As the first Indian was punched against the brave to his right, the one raping Michelle jerked his dusky, eagle-featured face toward Cuno, his mixed breed's hazel eyes flashing with exasperation beneath the beaver hat's narrow curled brim, his lower jaw dropping. Cuno drilled a round through his chest, levered a fresh one, and shot the third brave, who'd turned to run toward the open back door.
The .44-40 round took him through his right shoulder blade. He yelped and stumbled forward, twisted around and falling.
The brave who'd been raping Michelle now stood facing Cuno, his back to the window, head turned to one side, stretching his lips back from his teeth as the hole in his chest gushed blood onto his wolf-skin tunic liberally decorated with bone talismans.
Cuno stepped forward, ejecting a spent round, which bounced off his chest and clattered onto the floor around a massive black cook range. Gritting his teeth, he seated a fresh cartridge and shot the half-naked brave once more in his chest and then pumped one more into his left cheek.
The rapist's head slammed back, cracking the window. The beaver hat tumbled off his head. His body spasmed wildly before he sagged forward, knees buckling, and fell face down beneath Michelle's bare feet dangling down the end of the table.
Scuffs and grunts sounded at the right end of the kitchen. Cuno moved around the table to the open timbered door. The shoulder-shot brave was half crawling, half running toward the three Indian ponies tied in the cottonwoods near a large, L-shaped pile of split firewood.
Cuno thumbed fresh rounds into the Winchester's loading gate. Standing just outside the open door, he coolly raised the rifle to his shoulder and drilled three more quick slugs into the fleeing Indian's back, on either side of his arrow-filled quiver—slamming him forward into a long, loose run. The brave hit the ground and rolled, groaning and causing the tied ponies to whinny and skitter-hop sideways.
“Son of a bitch.” Cuno ejected the smoking cartridge casing.
There was a thump behind him, and Michelle groaned. He wheeled and ran back into the kitchen. The girl was on the floor, crawling on her hands and knees toward the door to the dining room. She was sort of mewling and sobbing. Gooseflesh stood out on the milk-colored skin of her curved, slender back and rounded hips.
Before Cuno got to her, she fell onto her side, silently sobbing, tears streaking her bruised cheeks.

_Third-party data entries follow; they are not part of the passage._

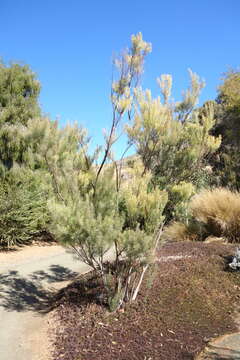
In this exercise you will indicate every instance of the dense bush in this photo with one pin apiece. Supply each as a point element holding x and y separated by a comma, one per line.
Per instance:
<point>23,211</point>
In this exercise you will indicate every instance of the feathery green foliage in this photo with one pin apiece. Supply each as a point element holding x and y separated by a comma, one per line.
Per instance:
<point>23,209</point>
<point>225,163</point>
<point>107,214</point>
<point>174,141</point>
<point>19,91</point>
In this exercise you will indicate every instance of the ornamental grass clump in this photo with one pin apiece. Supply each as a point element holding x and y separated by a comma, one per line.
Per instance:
<point>214,213</point>
<point>219,211</point>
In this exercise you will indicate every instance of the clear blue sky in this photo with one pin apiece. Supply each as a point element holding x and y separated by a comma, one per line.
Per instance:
<point>70,44</point>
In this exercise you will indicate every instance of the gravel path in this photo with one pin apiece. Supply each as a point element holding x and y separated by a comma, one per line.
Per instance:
<point>27,279</point>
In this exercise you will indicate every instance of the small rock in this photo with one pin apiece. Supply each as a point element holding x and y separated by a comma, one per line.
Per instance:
<point>226,347</point>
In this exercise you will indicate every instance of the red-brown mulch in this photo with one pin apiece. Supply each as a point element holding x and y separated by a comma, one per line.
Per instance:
<point>182,304</point>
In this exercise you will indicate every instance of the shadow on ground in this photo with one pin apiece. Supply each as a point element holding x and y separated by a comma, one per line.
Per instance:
<point>32,293</point>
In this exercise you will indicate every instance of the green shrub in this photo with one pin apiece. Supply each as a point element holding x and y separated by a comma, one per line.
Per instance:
<point>23,212</point>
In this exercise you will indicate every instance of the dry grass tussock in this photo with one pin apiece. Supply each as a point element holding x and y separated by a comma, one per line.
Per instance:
<point>214,213</point>
<point>219,211</point>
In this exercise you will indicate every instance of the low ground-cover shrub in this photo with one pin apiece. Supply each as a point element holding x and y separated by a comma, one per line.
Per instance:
<point>213,213</point>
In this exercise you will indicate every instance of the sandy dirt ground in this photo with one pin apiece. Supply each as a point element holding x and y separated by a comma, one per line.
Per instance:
<point>27,278</point>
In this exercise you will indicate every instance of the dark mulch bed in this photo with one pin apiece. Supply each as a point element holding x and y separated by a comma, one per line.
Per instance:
<point>182,304</point>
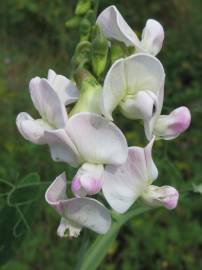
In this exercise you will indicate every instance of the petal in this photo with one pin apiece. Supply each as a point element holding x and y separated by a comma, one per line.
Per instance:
<point>84,212</point>
<point>161,196</point>
<point>114,26</point>
<point>97,140</point>
<point>124,184</point>
<point>47,102</point>
<point>152,171</point>
<point>62,148</point>
<point>170,126</point>
<point>140,106</point>
<point>127,77</point>
<point>32,130</point>
<point>66,90</point>
<point>152,37</point>
<point>114,88</point>
<point>88,180</point>
<point>144,72</point>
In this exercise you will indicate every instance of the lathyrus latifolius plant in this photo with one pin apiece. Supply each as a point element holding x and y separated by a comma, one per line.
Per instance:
<point>111,69</point>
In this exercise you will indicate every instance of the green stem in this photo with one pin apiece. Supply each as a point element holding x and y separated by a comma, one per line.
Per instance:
<point>98,250</point>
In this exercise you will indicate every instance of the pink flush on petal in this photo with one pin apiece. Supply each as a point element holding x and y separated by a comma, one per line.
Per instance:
<point>182,119</point>
<point>171,201</point>
<point>88,180</point>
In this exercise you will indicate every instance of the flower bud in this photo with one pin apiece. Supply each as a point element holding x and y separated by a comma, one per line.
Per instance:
<point>99,52</point>
<point>82,7</point>
<point>89,100</point>
<point>88,180</point>
<point>170,126</point>
<point>73,22</point>
<point>161,196</point>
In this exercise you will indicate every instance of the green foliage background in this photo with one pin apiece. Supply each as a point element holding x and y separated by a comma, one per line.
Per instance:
<point>33,38</point>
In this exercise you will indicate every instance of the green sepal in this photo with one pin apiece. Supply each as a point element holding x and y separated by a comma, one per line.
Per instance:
<point>99,52</point>
<point>90,89</point>
<point>82,7</point>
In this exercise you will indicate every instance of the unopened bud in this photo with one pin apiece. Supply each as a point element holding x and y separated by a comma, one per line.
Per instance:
<point>89,100</point>
<point>73,22</point>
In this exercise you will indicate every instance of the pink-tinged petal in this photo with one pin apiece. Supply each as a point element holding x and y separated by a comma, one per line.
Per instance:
<point>48,103</point>
<point>88,180</point>
<point>124,184</point>
<point>80,212</point>
<point>32,130</point>
<point>140,106</point>
<point>161,196</point>
<point>115,27</point>
<point>62,148</point>
<point>97,140</point>
<point>152,171</point>
<point>152,37</point>
<point>65,89</point>
<point>170,126</point>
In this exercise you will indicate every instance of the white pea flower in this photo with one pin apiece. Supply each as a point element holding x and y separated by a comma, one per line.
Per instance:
<point>136,83</point>
<point>115,27</point>
<point>170,126</point>
<point>96,142</point>
<point>76,213</point>
<point>124,184</point>
<point>49,97</point>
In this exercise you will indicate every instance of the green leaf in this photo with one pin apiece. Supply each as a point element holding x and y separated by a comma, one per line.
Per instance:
<point>26,191</point>
<point>17,213</point>
<point>98,250</point>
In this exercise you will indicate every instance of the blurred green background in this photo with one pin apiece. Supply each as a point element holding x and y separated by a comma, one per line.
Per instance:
<point>33,38</point>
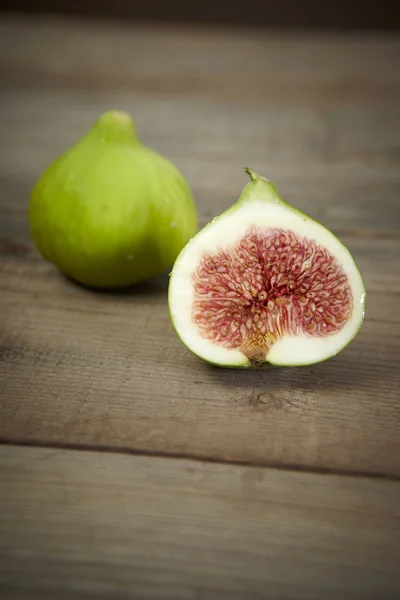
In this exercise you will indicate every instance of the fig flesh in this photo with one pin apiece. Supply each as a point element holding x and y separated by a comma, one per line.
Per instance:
<point>111,212</point>
<point>264,284</point>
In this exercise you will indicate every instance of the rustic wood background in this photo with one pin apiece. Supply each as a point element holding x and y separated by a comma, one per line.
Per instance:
<point>128,467</point>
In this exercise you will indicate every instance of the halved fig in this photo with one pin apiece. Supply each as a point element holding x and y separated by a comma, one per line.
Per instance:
<point>264,284</point>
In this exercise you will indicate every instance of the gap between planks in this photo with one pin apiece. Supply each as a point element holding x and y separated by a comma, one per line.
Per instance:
<point>276,466</point>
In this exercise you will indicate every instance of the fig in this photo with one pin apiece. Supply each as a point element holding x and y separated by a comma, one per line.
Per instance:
<point>264,284</point>
<point>111,212</point>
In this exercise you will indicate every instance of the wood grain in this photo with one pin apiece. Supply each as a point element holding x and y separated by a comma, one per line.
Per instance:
<point>319,115</point>
<point>86,525</point>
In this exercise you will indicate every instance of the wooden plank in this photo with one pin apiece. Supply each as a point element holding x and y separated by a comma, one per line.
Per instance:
<point>79,367</point>
<point>88,525</point>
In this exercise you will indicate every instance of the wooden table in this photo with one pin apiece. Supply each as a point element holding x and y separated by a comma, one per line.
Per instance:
<point>128,467</point>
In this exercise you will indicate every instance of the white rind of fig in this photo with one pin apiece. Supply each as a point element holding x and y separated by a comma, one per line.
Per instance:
<point>246,320</point>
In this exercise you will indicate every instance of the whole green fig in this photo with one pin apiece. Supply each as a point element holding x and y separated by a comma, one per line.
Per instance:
<point>109,211</point>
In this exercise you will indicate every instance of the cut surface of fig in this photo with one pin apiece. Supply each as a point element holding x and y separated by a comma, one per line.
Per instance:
<point>264,283</point>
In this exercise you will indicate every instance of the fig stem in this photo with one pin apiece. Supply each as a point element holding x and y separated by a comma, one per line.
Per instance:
<point>254,176</point>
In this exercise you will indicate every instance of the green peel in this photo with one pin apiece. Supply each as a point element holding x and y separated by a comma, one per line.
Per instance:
<point>110,211</point>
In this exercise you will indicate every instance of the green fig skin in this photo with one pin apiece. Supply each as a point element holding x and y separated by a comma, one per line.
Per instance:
<point>111,212</point>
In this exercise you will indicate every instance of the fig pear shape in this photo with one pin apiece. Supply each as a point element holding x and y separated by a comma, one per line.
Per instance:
<point>111,212</point>
<point>264,284</point>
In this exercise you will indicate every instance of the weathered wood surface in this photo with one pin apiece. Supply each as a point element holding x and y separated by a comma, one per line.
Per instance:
<point>84,368</point>
<point>97,525</point>
<point>318,114</point>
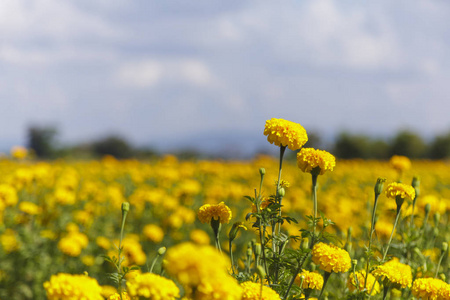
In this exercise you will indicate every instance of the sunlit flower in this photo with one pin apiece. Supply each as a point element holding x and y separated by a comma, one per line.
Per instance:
<point>218,212</point>
<point>191,264</point>
<point>395,272</point>
<point>199,236</point>
<point>67,287</point>
<point>400,189</point>
<point>427,288</point>
<point>311,280</point>
<point>152,286</point>
<point>252,291</point>
<point>285,133</point>
<point>331,258</point>
<point>400,163</point>
<point>310,158</point>
<point>153,232</point>
<point>361,277</point>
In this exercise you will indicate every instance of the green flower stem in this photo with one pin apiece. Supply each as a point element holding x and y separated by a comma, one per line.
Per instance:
<point>372,230</point>
<point>299,267</point>
<point>314,198</point>
<point>282,150</point>
<point>231,256</point>
<point>125,209</point>
<point>439,264</point>
<point>216,226</point>
<point>325,281</point>
<point>392,233</point>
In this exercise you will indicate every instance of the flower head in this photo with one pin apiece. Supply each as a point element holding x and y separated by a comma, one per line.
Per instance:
<point>309,159</point>
<point>285,133</point>
<point>400,189</point>
<point>400,163</point>
<point>427,288</point>
<point>67,286</point>
<point>395,272</point>
<point>311,280</point>
<point>361,277</point>
<point>331,258</point>
<point>217,211</point>
<point>152,286</point>
<point>252,292</point>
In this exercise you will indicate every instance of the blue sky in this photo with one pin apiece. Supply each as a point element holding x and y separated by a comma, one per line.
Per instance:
<point>172,73</point>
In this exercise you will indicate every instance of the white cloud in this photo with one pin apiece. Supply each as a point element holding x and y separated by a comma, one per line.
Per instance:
<point>150,72</point>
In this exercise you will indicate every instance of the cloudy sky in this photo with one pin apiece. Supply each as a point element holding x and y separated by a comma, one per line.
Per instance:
<point>167,73</point>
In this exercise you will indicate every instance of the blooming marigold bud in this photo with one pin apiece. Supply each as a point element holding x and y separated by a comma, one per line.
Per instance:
<point>125,207</point>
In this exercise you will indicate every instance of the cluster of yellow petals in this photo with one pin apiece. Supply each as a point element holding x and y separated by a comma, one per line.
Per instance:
<point>285,133</point>
<point>217,211</point>
<point>400,189</point>
<point>310,158</point>
<point>430,288</point>
<point>152,286</point>
<point>361,278</point>
<point>331,258</point>
<point>400,163</point>
<point>252,291</point>
<point>395,272</point>
<point>311,280</point>
<point>202,271</point>
<point>67,287</point>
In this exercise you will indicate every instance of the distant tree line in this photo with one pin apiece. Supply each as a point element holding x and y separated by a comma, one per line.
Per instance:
<point>346,146</point>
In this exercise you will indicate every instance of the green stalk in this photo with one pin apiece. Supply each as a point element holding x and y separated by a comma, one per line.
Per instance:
<point>314,198</point>
<point>392,233</point>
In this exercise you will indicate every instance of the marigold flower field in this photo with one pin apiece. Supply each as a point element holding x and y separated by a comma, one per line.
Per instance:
<point>171,229</point>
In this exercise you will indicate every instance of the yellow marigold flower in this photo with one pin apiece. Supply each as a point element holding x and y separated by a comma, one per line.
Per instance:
<point>331,258</point>
<point>252,292</point>
<point>395,272</point>
<point>154,233</point>
<point>218,212</point>
<point>199,236</point>
<point>427,288</point>
<point>222,287</point>
<point>311,280</point>
<point>19,152</point>
<point>152,286</point>
<point>8,195</point>
<point>310,158</point>
<point>285,133</point>
<point>400,162</point>
<point>444,293</point>
<point>66,287</point>
<point>103,242</point>
<point>400,189</point>
<point>361,276</point>
<point>192,264</point>
<point>116,296</point>
<point>9,241</point>
<point>29,208</point>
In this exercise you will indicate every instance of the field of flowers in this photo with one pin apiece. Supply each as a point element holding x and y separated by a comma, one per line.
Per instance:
<point>164,229</point>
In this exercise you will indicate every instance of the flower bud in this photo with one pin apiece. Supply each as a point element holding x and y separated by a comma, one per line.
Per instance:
<point>125,207</point>
<point>234,230</point>
<point>379,185</point>
<point>416,185</point>
<point>162,250</point>
<point>260,271</point>
<point>437,218</point>
<point>262,171</point>
<point>258,249</point>
<point>444,247</point>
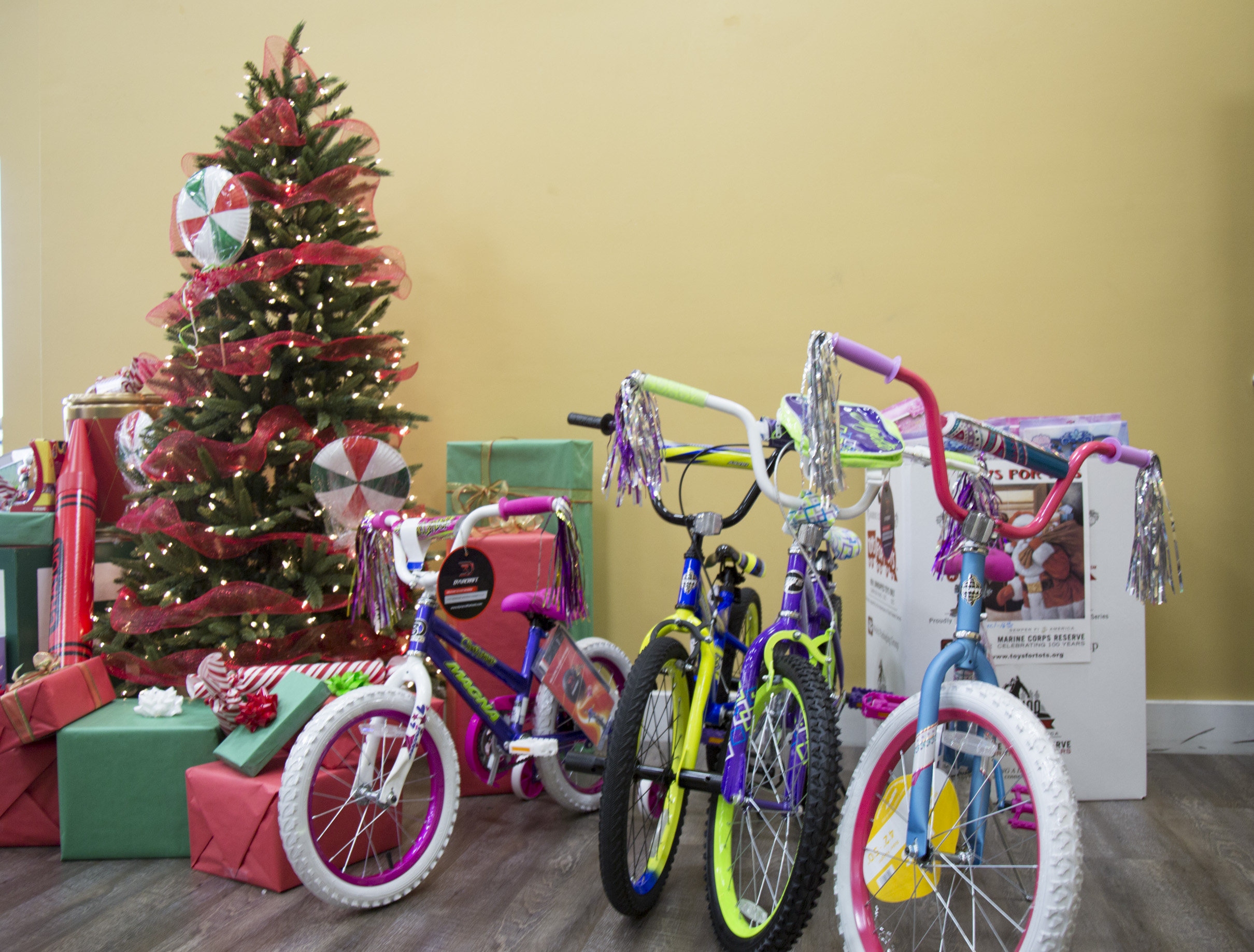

Her split, bloody lips were drawn wide, quivering. She drew her knees up toward her chafed breasts, and pressed her long, pale, bare feet together.
“Easy now, easy,” Cuno said, looking around. He could hear running feet behind him and men shouting and the whumps of someone trying to put out the fire in the dining room.
A large denim jacket hung on a nearby wall hook. He rushed over, grabbed it, and threw it over the girl, then set his rifle on the table. Kneeling, he snaked his arms under Michelle's neck and beneath her knees and rose with her slowly.
“Easy now, easy, I got you—you're gonna be okay.” Cuno pushed through the door into the dining room. Henry Kuttner was helping Trent to his feet while two other men from the bunkhouse were ripping the burning drapes down and stomping on them, one beating the flames with chair cushions.
Cuno realized he'd been in the house probably no more than two minutes. Time had slowed down. That and the smoke and the horror of what he'd witnessed in the kitchen disoriented him. He felt as though he'd taken a war club to the solar plexus.
Stumbling, he crossed the dining room. Trent wobbled toward him, blood from a nasty gash in his forehead dribbling down his weathered, brick-red face.
“Oh, Christ—what'd they do to my girl?”
“Where's her bed?” Cuno choked.
Kuttner jerked his head toward the dining room door. “Upstairs!”
“Oh, no!” Trent wailed, stretching an arthritic hand toward Michelle's blond head. “What'd they do to her?”